I am trying to debug my ros code in gdb, how ever, when I start the node in gdb, it always gives me:
Starting program: /home/uav/catkin_ws/devel/lib/my_package/my_node
[Thread debugging using libthread_db enabled]
Using host libthread_db library "/lib/x86_64-linux-
gnu/libthread_db.so.1".
[New Thread 0x7ffff13b9700 (LWP 28089)]
[New Thread 0x7ffff0bb8700 (LWP 28090)]
[New Thread 0x7fffebfff700 (LWP 28091)]
[New Thread 0x7fffeb7fe700 (LWP 28096)]
[New Thread 0x7fffeaffd700 (LWP 28098)]
[New Thread 0x7fffea7fc700 (LWP 28121)]
and hangs forever. I don't see this issue before and have no clue why it always start in multi-threads mode. My main function looks like this:
int main(int argc, char** argv)
{
ros::init(argc, argv, "my_node");
ros::NodeHandle nodeHandle("~");
ros::Rate rate(10);
while (ros::ok()) {
// Do Something
ros::spinOnce();
rate.sleep();
}
return 0;
}
How can I fix this problem? I am thinking I should make my node to a single thread version and debug it, how am I supposed to do that?
There are two ways to talk about multithreading in ROS.
The whole node
The callbackQueue.
In the first case, when you use:
ros::NodeHandle nodeHandle("~");
ros::ok()
...
It does some requests to the ROS Master. And with roscpp the network communication is handled with multithreading. There is no way to change that. If single threading is very important for you, you should try rospy, rosnodejs or others.

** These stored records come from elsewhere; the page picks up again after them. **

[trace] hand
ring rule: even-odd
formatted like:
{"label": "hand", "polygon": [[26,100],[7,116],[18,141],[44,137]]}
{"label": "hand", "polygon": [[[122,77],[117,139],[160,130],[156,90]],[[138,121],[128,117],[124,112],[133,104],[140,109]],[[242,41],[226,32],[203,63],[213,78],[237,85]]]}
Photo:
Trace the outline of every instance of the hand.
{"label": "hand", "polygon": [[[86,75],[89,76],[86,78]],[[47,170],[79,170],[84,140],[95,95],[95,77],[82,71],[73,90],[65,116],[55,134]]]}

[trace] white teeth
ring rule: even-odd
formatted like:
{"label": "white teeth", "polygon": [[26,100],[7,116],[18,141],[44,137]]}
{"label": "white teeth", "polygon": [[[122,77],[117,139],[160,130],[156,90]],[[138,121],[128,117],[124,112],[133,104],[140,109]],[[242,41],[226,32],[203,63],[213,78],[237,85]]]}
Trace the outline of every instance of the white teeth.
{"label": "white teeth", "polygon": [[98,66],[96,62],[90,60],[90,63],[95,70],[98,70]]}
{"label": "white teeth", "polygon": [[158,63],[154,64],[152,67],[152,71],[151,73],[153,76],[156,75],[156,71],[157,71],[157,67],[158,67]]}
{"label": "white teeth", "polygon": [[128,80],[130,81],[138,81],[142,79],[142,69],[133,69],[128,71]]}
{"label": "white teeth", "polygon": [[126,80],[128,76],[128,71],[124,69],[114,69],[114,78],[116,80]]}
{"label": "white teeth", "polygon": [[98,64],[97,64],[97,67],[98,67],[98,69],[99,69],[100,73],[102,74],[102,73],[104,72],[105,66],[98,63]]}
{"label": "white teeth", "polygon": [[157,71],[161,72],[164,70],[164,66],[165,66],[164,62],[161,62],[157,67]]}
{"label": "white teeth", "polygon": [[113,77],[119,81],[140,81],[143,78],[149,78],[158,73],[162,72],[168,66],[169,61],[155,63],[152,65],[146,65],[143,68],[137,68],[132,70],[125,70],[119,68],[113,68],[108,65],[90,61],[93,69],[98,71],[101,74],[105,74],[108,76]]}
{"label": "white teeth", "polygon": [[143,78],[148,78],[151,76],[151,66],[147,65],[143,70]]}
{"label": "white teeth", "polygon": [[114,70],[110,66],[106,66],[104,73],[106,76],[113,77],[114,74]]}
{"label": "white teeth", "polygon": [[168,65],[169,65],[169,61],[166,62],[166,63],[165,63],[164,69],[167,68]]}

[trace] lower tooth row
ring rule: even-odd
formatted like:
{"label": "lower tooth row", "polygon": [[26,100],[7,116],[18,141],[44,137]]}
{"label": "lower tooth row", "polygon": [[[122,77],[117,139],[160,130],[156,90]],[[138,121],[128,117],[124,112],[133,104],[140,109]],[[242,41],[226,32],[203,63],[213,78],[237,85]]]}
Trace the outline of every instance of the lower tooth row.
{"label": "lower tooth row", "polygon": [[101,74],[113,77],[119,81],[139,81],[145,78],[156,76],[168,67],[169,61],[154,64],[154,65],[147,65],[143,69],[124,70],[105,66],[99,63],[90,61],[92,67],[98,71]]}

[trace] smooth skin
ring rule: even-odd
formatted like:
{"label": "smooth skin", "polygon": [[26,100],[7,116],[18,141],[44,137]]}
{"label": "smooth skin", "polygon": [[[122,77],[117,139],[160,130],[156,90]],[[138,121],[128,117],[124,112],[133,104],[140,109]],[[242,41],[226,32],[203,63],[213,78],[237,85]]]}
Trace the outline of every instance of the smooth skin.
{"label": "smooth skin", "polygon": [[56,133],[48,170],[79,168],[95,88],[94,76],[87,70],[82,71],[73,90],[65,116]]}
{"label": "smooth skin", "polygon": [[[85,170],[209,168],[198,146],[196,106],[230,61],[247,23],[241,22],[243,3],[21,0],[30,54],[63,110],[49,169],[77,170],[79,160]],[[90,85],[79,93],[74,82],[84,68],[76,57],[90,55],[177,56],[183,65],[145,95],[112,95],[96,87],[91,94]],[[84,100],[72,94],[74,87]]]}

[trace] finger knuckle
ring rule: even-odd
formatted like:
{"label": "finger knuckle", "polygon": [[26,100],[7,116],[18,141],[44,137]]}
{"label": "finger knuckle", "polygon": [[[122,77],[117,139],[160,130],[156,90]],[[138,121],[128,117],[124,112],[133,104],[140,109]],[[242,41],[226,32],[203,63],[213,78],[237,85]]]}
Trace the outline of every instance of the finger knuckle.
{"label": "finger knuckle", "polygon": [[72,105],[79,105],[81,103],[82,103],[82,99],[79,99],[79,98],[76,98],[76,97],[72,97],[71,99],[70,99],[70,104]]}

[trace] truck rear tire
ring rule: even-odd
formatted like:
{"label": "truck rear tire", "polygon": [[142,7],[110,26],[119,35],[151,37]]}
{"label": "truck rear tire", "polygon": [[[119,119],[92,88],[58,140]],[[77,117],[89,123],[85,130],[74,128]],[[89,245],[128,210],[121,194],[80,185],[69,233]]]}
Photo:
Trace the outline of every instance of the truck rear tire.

"roscpp does not try to specify a threading model for your application. This means that while roscpp may use threads behind the scenes to do network management, scheduling etc., it will never expose its threads to your application."
In the second case, we talk about handling topics, services and actions with multithreading. By default, a topic is handled with one thread. But if you send more data that your node can handle it, you can use multithreading.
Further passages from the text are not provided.